Der liberale Vizepremier Alexander De Croo (Open VLD) zweifelt am Modell des Konföderalismus wie ihn die flämischen Regionalisten von der N-VA anstreben. In einem Interview mit der französischsprachigen Zeitung La Libre Belgique plädiert er für einen föderalen Wahlkreis, um Belgien effizienter organisieren zu können. "Mit Konföderalismus schafft man einen dauerhaften Konflikt", betonte De Croo.

De Croo will eine Debatte darüber anregen, wie Belgien effizienter organisiert werden kann. Mehr Regionalisierung ist für ihn jedenfalls keine Lösung, so De Croo gegenüber unserem Sender VRT.

"Heute sehen wir den Konföderalismus in der Praxis in Europa. Die Regierungschefs der EU-Mitgliedstaaten treffen sich dort, um ihre Probleme zu besprechen. Sie haben nie ein gemeinsames Projekt, weil sie sich ständig streiten. Diesen Konföderalismus in unser Land einzuführen, würde meiner Meinung nach zur Folge haben, dass wir uns von einem Konflikt zum nächsten bewegen", so De Croo.

Er findet, dass Belgien etwas anderes brauche. "Wir benötigen eine Arbeitsweise, bei der wir gemeinsam ein Projekt vorlegen können und uns nicht nur treffen, um Probleme zu besprechen."

Demokratiedefizit

De Croo will auf keinen Fall eine Spaltung Belgiens wie das der Koalitionspartner N-VA anstrebt. "Der Konföderalismus ist ein geeignetes Mittel für noch mehr Konflikte, um dann zu einer Spaltung des Landes überzugehen.

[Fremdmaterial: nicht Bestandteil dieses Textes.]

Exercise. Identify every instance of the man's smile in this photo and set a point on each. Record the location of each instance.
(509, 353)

Das ist aber nicht das, was ich will. Was ich will, ist ein Land, das funktioniert, in dem man an Lösungen arbeitet, anstelle Probleme herbeizuführen."

Föderale Belgier müssen sich an alle Belgier wenden und nicht nur an ihren eigenen Wahlkreis

Die Einführung eines föderalen Wahlkreises wäre De Croo zufolge ein Schritt in die richtige Richtung, denn dann könnte jeder über föderale Minister abstimmen. "In diesem Land herrscht ein großes Demokratie-Defizit. Sie können sich nur zu Premier Michel äußern, wenn Sie in Wallonisch-Brabant wohnen, weil das sein Wahlkreis ist. Wenn Sie in Arlon oder in Gent wohnen, haben Sie Pech gehabt."

"Das ist unlogisch. Mit einem föderalen Wahlkreis wäre dieses Problem gelöst. Föderale Kandidaten müssen alle Belgier erreichen und nicht nur ihren eigenen Wahlkreis."